Estou certo que no seu escritório existirão muitas composições suas, inéditas, que não deixarão de ser divulgadas e interpretadas.

Não se pense, porém, que E.Porto se dedicava apenas à música.

Da Igreja, de que era um fiel consciente e preocupado, criticava a mediocridade intelectual de algum clero, a falta de reflexão teológica e a aversão da cúria romana à renovação. Em março passado, escrevia no seu blogue “Alto dos Cedros”: Decorrem 50 anos do concílio Vaticano II, um concílio que tanto prometeu, mas que nunca foi além do vernáculo na missa. Alguém, de créditos firmados, diz que o Concílio é agora. Vou mais longe: é agora, sim, mas já devia ter sido. Muito tempo se perdeu atrás de vaidades e preconceitos sem pés nem cabeça. Os apelos a uma prática antiquada são cada vez mais pontos de desorientação e afastamentos. Parece que existem duas forças antagónicas. Uma que parte do Vaticano e que aponta sempre no sentido do seu passado interno. Outra que espera abertura a novas formas de estar dentro da Igreja.

A lucidez com que apreciava o rumo pastoral da Igreja, trouxe-lhe alguns engulhos e incompreensões mas nem por isso deixou de afirmar, de forma séria, as suas convicções.

M.Emílio Porto é uma personalidade cujo nome ficará para sempre na história da música e da cultura açoriana, ao lado de Francisco Lacerda e de Tomás Borba.

Se a arte se eterniza no tempo, a do Compositor e Maestro do Grupo Coral das Lajes do Pico será, para as gerações vindouras, uma valiosíssima herança patrimonial. Divulgá-la será a melhor homenagem que lhe farão os agentes culturais dos Açores e desta Ilha Montanha que o viu nascer e morrer.

PS: Quando terminei esta memória fúnebre fui confrontado com outra morte: a de outro picoense - Professor, Jornalista e Comendador - Fernando Melo.
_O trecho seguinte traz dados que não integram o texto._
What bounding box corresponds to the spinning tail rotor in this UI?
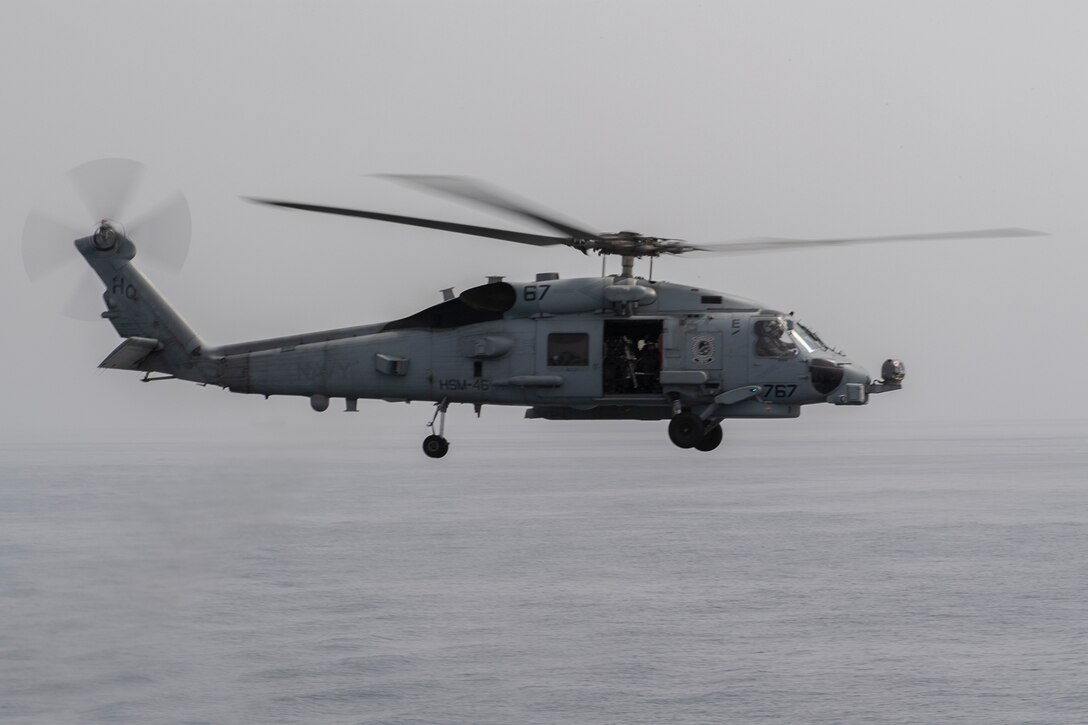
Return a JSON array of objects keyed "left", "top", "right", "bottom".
[{"left": 22, "top": 158, "right": 192, "bottom": 320}]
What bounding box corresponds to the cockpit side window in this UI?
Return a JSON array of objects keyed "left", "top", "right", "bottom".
[{"left": 754, "top": 318, "right": 797, "bottom": 358}]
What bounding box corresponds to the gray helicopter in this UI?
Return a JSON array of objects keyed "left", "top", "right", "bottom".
[{"left": 26, "top": 161, "right": 1043, "bottom": 457}]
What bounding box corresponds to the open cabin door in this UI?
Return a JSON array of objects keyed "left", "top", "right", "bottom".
[{"left": 602, "top": 319, "right": 663, "bottom": 396}]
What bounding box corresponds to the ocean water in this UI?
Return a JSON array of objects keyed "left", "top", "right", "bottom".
[{"left": 1, "top": 420, "right": 1086, "bottom": 724}]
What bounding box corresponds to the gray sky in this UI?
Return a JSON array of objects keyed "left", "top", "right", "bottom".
[{"left": 3, "top": 1, "right": 1086, "bottom": 442}]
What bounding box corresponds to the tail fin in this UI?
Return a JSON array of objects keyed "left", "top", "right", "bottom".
[{"left": 77, "top": 224, "right": 207, "bottom": 381}]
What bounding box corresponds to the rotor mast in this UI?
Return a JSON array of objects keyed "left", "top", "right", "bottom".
[{"left": 601, "top": 253, "right": 651, "bottom": 280}]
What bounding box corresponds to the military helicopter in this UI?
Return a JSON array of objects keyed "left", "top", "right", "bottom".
[{"left": 24, "top": 160, "right": 1043, "bottom": 457}]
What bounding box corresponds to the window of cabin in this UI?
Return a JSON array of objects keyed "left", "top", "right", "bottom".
[{"left": 547, "top": 333, "right": 589, "bottom": 366}]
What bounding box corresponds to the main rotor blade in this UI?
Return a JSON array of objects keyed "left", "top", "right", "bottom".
[
  {"left": 248, "top": 198, "right": 572, "bottom": 247},
  {"left": 68, "top": 158, "right": 146, "bottom": 222},
  {"left": 127, "top": 191, "right": 192, "bottom": 270},
  {"left": 379, "top": 175, "right": 603, "bottom": 241},
  {"left": 698, "top": 227, "right": 1047, "bottom": 254},
  {"left": 22, "top": 210, "right": 83, "bottom": 281}
]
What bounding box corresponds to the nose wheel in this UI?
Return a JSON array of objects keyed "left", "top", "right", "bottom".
[{"left": 423, "top": 399, "right": 451, "bottom": 458}]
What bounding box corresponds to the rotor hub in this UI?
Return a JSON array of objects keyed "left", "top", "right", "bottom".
[
  {"left": 593, "top": 232, "right": 700, "bottom": 258},
  {"left": 93, "top": 220, "right": 121, "bottom": 251}
]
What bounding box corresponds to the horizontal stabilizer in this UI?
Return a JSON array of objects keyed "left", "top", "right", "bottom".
[{"left": 99, "top": 336, "right": 163, "bottom": 370}]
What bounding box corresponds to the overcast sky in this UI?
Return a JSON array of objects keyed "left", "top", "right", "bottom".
[{"left": 3, "top": 1, "right": 1086, "bottom": 443}]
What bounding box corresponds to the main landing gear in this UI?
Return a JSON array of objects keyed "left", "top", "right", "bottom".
[
  {"left": 668, "top": 411, "right": 722, "bottom": 452},
  {"left": 423, "top": 399, "right": 450, "bottom": 458}
]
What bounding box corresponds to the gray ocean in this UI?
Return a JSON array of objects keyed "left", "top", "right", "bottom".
[{"left": 2, "top": 420, "right": 1086, "bottom": 724}]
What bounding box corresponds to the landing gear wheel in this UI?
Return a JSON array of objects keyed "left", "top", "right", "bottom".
[
  {"left": 694, "top": 424, "right": 723, "bottom": 452},
  {"left": 422, "top": 434, "right": 449, "bottom": 458},
  {"left": 668, "top": 412, "right": 705, "bottom": 449}
]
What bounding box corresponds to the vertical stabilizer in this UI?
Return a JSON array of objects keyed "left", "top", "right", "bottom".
[{"left": 76, "top": 224, "right": 206, "bottom": 380}]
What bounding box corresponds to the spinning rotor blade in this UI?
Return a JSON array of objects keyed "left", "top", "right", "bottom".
[
  {"left": 22, "top": 210, "right": 84, "bottom": 281},
  {"left": 23, "top": 158, "right": 192, "bottom": 321},
  {"left": 61, "top": 270, "right": 107, "bottom": 322},
  {"left": 698, "top": 227, "right": 1047, "bottom": 254},
  {"left": 250, "top": 177, "right": 1047, "bottom": 263},
  {"left": 248, "top": 198, "right": 572, "bottom": 247},
  {"left": 68, "top": 158, "right": 146, "bottom": 223},
  {"left": 379, "top": 175, "right": 603, "bottom": 241},
  {"left": 127, "top": 191, "right": 192, "bottom": 270}
]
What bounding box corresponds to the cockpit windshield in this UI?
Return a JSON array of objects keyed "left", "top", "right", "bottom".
[
  {"left": 755, "top": 317, "right": 797, "bottom": 358},
  {"left": 755, "top": 318, "right": 831, "bottom": 358},
  {"left": 790, "top": 323, "right": 828, "bottom": 354}
]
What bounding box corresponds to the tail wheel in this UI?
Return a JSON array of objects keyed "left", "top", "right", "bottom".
[
  {"left": 668, "top": 412, "right": 705, "bottom": 449},
  {"left": 422, "top": 434, "right": 450, "bottom": 458}
]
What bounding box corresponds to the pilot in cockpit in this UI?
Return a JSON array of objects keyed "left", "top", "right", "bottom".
[{"left": 755, "top": 318, "right": 797, "bottom": 358}]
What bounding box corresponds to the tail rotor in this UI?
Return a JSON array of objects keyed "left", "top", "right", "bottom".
[{"left": 21, "top": 158, "right": 192, "bottom": 321}]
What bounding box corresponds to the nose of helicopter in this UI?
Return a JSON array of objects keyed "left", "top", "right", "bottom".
[{"left": 826, "top": 361, "right": 872, "bottom": 405}]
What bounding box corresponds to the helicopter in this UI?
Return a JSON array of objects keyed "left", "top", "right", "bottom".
[{"left": 24, "top": 160, "right": 1044, "bottom": 458}]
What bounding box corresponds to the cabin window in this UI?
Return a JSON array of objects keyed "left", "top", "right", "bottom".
[{"left": 548, "top": 333, "right": 589, "bottom": 366}]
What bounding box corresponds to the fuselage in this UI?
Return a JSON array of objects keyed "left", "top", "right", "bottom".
[{"left": 200, "top": 275, "right": 874, "bottom": 420}]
Acompanhou-me, durante vários anos, na produção de reportagens televisivas sobre as gentes destas ilhas. Nos arquivos da RTP-Açores há vários documentários, uma herança inestimável que merece ser revisitada. Para além da sua ação na imprensa faialense e terceirense e das funções educativas e sociais que desempenhou, o cidadão Fernando Melo prestou um contributo inestimável a estas ilhas.